Info Thread: Stopped
Scheduler Thread: ShuttingDown / Waiting
Render Threads:
Forcing shutdown.

Exception Details
Exception – One or more threads failed to quit successfully.
Exception.Data: ( )
Exception.StackTrace:
(null)

Slave - slave shutdown: forced
Could not query child process information for pid 9402 because: Thread was being aborted (System.Threading.ThreadAbortException)
WARNING: an error occured while trying to kill the process tree: Thread was being aborted (System.Threading.ThreadAbortException)
Could not query child process information for pid 9402 because: Thread was being aborted (System.Threading.ThreadAbortException)
WARNING: an error occured while trying to kill the process tree: Thread was being aborted (System.Threading.ThreadAbortException)
Error running housecleaning process: Thread was being aborted (System.Threading.ThreadAbortException)
Launcher Thread - Responded with: Success|[/code]

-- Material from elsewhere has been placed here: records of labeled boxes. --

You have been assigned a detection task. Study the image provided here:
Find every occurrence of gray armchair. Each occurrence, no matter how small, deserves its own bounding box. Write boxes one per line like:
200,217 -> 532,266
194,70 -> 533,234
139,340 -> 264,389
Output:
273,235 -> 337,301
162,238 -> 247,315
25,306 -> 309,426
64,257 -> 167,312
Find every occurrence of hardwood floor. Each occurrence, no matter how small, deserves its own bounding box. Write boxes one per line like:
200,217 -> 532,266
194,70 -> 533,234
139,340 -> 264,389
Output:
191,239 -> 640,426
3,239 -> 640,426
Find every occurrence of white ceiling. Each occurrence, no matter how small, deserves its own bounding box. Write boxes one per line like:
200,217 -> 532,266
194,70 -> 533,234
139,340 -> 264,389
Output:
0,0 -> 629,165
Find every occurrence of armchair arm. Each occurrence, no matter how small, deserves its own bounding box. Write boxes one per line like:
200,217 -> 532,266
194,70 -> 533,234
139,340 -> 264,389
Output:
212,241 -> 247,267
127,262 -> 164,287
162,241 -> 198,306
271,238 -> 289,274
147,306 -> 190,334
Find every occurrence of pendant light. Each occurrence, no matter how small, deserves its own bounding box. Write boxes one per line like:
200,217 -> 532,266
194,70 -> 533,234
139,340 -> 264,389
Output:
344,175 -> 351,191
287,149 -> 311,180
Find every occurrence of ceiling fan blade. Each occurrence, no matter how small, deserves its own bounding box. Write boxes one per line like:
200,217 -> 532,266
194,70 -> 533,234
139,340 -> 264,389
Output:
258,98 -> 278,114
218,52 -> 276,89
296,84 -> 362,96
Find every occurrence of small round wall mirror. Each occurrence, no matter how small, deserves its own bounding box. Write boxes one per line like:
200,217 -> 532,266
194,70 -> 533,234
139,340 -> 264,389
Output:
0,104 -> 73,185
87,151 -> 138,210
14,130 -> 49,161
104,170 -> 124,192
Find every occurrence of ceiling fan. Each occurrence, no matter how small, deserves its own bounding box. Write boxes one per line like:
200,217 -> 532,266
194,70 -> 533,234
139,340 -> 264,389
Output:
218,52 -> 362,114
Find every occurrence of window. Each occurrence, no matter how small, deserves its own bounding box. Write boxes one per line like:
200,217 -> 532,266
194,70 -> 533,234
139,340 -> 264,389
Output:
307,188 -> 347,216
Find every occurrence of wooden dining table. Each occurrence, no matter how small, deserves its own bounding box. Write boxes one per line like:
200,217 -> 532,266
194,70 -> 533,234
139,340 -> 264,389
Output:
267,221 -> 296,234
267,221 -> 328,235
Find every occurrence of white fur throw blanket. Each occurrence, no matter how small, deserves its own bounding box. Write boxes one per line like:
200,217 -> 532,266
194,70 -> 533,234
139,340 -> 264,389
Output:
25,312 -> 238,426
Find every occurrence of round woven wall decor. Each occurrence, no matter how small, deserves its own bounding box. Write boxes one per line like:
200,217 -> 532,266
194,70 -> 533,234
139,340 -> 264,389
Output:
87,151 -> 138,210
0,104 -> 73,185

At this point, the slave process is no longer running, but the monitor still reports it as Idle.

rrussell · October 21, 2013, 7:16pm

The log is actually pretty helpful in this case. Can you let it run 5 or 10 more times and see if the log is identical when it hangs? Based on this log, the hang seems to happen after the repository scan, but I’m curious to see if that’s where it always hangs.

We have a timeout built in as well, but it doesn’t seem to be firing off here, which is strange…

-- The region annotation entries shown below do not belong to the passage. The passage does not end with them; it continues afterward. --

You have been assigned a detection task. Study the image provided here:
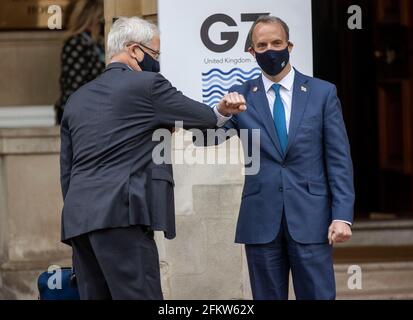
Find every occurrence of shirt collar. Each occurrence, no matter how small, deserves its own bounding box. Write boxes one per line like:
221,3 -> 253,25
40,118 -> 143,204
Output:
110,60 -> 133,71
261,68 -> 295,92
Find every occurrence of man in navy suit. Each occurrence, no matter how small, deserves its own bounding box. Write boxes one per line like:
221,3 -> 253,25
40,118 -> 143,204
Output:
60,17 -> 245,299
206,16 -> 355,299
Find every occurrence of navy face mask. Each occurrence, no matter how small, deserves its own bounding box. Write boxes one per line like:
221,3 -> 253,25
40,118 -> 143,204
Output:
135,48 -> 161,72
255,46 -> 290,76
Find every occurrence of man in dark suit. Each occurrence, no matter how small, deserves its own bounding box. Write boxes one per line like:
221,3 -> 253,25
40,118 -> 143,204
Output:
197,17 -> 355,299
61,18 -> 245,299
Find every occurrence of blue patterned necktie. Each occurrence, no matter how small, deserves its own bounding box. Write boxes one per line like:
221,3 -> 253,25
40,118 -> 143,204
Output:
272,84 -> 288,153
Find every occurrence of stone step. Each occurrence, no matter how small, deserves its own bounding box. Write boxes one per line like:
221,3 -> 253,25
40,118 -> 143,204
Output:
335,261 -> 413,299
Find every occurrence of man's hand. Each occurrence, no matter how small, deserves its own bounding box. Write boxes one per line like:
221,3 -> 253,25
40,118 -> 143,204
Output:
218,92 -> 247,117
328,221 -> 352,245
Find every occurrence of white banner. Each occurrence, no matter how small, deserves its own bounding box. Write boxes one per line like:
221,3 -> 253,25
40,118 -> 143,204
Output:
158,0 -> 313,106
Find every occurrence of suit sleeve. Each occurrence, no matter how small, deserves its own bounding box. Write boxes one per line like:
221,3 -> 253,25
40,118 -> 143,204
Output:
60,113 -> 73,200
152,74 -> 217,129
193,87 -> 239,147
323,86 -> 355,223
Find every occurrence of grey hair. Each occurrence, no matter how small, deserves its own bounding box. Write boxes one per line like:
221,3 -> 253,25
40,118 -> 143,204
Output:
248,16 -> 290,47
106,17 -> 159,58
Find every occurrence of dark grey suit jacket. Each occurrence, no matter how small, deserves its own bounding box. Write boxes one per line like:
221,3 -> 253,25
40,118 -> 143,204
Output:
60,63 -> 217,243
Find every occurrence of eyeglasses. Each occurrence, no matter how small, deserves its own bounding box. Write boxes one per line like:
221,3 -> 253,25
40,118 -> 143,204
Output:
139,43 -> 161,59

After you kill deadlinecommand, does the slave print out anything before it moves on?

nrusch · October 21, 2013, 7:26pm

Yes, so far it seems like it consistently hangs in that same place.

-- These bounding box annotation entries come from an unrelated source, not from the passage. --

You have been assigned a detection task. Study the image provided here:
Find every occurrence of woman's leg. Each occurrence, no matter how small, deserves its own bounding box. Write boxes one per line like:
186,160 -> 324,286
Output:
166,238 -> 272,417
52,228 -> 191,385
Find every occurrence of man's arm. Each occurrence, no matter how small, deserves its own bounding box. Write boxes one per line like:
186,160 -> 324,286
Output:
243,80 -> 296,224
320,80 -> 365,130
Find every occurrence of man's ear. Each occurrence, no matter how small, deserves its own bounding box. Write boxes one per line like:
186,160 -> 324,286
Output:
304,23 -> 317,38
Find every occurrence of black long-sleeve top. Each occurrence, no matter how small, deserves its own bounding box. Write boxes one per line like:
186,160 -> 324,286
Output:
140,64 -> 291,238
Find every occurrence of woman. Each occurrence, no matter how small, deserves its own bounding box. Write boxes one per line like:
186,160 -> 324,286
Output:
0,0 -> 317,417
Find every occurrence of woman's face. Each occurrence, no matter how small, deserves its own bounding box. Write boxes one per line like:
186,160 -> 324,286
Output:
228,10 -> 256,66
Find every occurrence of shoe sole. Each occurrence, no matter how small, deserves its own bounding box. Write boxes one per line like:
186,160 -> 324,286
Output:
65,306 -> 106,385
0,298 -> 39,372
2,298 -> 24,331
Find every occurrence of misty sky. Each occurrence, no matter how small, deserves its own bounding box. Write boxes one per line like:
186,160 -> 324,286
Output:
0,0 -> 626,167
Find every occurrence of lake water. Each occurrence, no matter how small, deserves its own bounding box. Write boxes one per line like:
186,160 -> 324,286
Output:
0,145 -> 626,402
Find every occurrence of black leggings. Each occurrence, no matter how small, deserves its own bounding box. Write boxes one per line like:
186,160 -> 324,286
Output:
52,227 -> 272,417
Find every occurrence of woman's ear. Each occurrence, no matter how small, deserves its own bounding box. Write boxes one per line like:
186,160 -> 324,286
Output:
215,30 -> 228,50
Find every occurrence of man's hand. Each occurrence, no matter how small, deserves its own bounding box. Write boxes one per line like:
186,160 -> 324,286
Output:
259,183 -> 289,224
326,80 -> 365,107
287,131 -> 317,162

Process exit code: 143 Scheduler Thread - Performing house cleaning...
And then business as usual

nrusch · October 21, 2013, 10:21pm

Hang on, it looks like it got stuck again and then eventually output the following:

Startup Directory: "/mnt/bonus/Deadline6/client/bin" Process Priority: BelowNormal Process Affinity: default Process is now running Performing Job Repository Scan... Loading jobs Scanning jobs Done. Power Management - Thermal Shutdown: There are no temperature zones to check Power Management - Thermal Shutdown: There are no temperature zones to check Power Management - Thermal Shutdown: There are no temperature zones to check Power Management - Thermal Shutdown: There are no temperature zones to check Power Management - Thermal Shutdown: There are no temperature zones to check Power Management - Thermal Shutdown: There are no temperature zones to check Power Management - Thermal Shutdown: There are no temperature zones to check Power Management - Thermal Shutdown: There are no temperature zones to check Power Management - Thermal Shutdown: There are no temperature zones to check Power Management - Thermal Shutdown: There are no temperature zones to check Power Management - Thermal Shutdown: There are no temperature zones to check Power Management - Thermal Shutdown: There are no temperature zones to check Power Management - Thermal Shutdown: There are no temperature zones to check Power Management - Thermal Shutdown: There are no temperature zones to check Power Management - Thermal Shutdown: There are no temperature zones to check Power Management - Thermal Shutdown: There are no temperature zones to check

I don’t have any sort of power management enabled, and I’m not sure why it wasn’t outputting those lines before… The child process still stays stuck until I kill it.

rrussell · October 22, 2013, 5:45pm

I think what we’ll do for beta 9 is have an option in the House Cleaning section of the Repository Options to run the house cleaning in a separate process or not. The original reason for moving it to a separate process was that script dependencies could potentially cause it to crash. However, we just discovered that we weren’t acquiring the Python global interpreter lock when building up the parameters to pass to these scripts, and in theory that could cause some instability.

If after beta 9 it still locks up for you, it must be an issue with housecleaning in general, and not related to running it as a separate process.

nrusch · October 22, 2013, 5:47pm

Left it running last night again, and it hung all night on the power management message.